Note: if you don't set the --time option, you will be kicked out of the interactive session after 1 minute, with a "security warning" message.

Maximum running time

There are 4 different settings regarding maximum running time (QOS). The limit on the maximum amount of time your job (jobs are killed when the time window is exceeded) is specified as follows:

  • normal: 24 hours
  • medium: 48 hours
  • long: 7 days
  • verylong: 28 days

By default the normal limit (QOS) is assigned to all (new) users. You should try to run jobs on the cluster that require less than 24 hours if possible. Long jobs fill up the queue for other users, so they will not be able to run their (small) jobs. When you specify a long running time your job may take longer to start. In order to be able to use the longer running times, please request access via the issue tracker.  

Cluster Storage

Your home filesystem (/home/cluster/<shortname>) has a soft quota of 20GB and is backed up nightly.  You also have a directory in the `/data` filesystem (visible also as the `data` directory in your home), which has a 200GB soft quota but is not backed up.

Larger data should go on /scratch2, which should be thought of as temporary storage.

Further reading

Usefull slurm commands can be found here.

Examples of slurm batch scripts can be found here.

Caveats

Please be aware that the following restrictions apply to the slurm scheduler.

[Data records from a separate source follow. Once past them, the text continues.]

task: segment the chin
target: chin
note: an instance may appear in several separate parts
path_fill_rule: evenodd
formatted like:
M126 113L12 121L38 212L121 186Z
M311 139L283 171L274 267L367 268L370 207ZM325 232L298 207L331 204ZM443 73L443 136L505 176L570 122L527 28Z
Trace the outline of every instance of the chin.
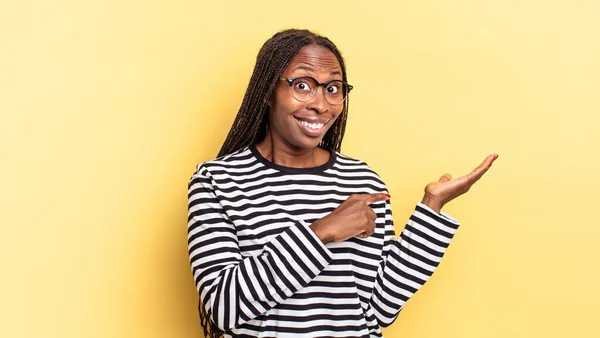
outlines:
M296 139L296 140L290 142L290 144L298 150L314 149L319 146L319 144L321 143L322 140L323 140L323 138L302 137L302 139Z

  • Default memory is set to 1 MB. This will probably cause your job to fail unless you specify with the #SBATCH --mem-per-cpu directive the amount of memory (in MB) per core your job would need. e.g. #SBATCH --mem-per-core=4096 will reserve 4G/core.
  • Default execution time is 1s. This will cause your job to fail after 1 second unless you specify with the #SBATCH --time directive the duration of your job. e.g. #SBATCH --time=01:00:00 will grant 1 hour of computation time to the job. Note that the max running time is normally 24 hours; please ask the systems administrators for an extension if you need one.